A Facile One-Step Synthesis of Fe-Doped g-C3N4 Nanosheets and Their Improved Visible-Light Photocatalytic Performance

A simple one-step pyrolysis process (compared with the routine method of liquid exfoliation and impregnation) was designed to synthesize Fe-doped graphitic carbon nitride (g-C3N4) nanosheets with NH4Cl as dynamic gas template and FeCl3 as the Fe source. Results of XPS and DRS indicated that the Fe species might exist at the state of Fe3+ and form Fe-N bonds with N atoms, thereby expanding visible light absorption regions and reducing the band gap of g-C3N4 nanosheets. Doping certain amounts of Fe could promote the exfoliation and further increase the specific surface area, while excessive Fe might break the sheet structure.
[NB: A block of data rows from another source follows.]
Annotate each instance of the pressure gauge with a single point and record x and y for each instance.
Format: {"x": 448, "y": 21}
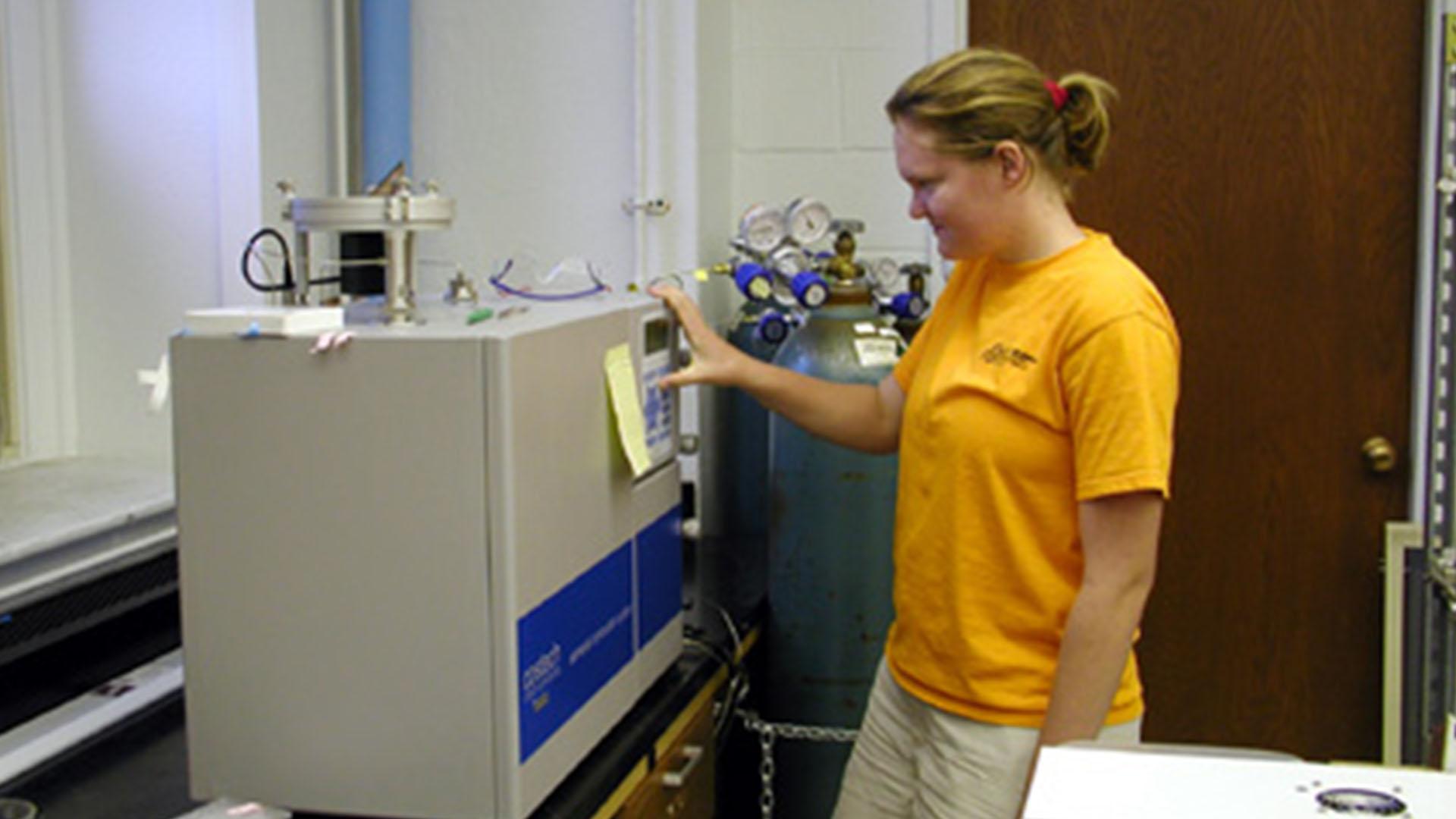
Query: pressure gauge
{"x": 789, "y": 261}
{"x": 808, "y": 221}
{"x": 884, "y": 275}
{"x": 762, "y": 228}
The specific surface area of the optimized Fe-doped g-C3N4 nanosheets reached 236.52 m(2)g(-1), which was 2.5times higher than that of g-C3N4 nanosheets. Among various photocatalysts prepared, the sample (0.5wt% FeCl3) exhibited maximum photocatalytic performance in degradation of Methylene Blue and water splitting under visible light irradiation. The degradation rate of MB was about 1.4 and 1.7 times higher than that of pure g-C3N4 nanosheets and bulk g-C3N4, respectively. The H-2 production rate was 536 mu molh(-1)g(-1), which was 1.8 and 6 times higher than that of pure g-C3N4 nanosheets and bulk g-C3N4, separately.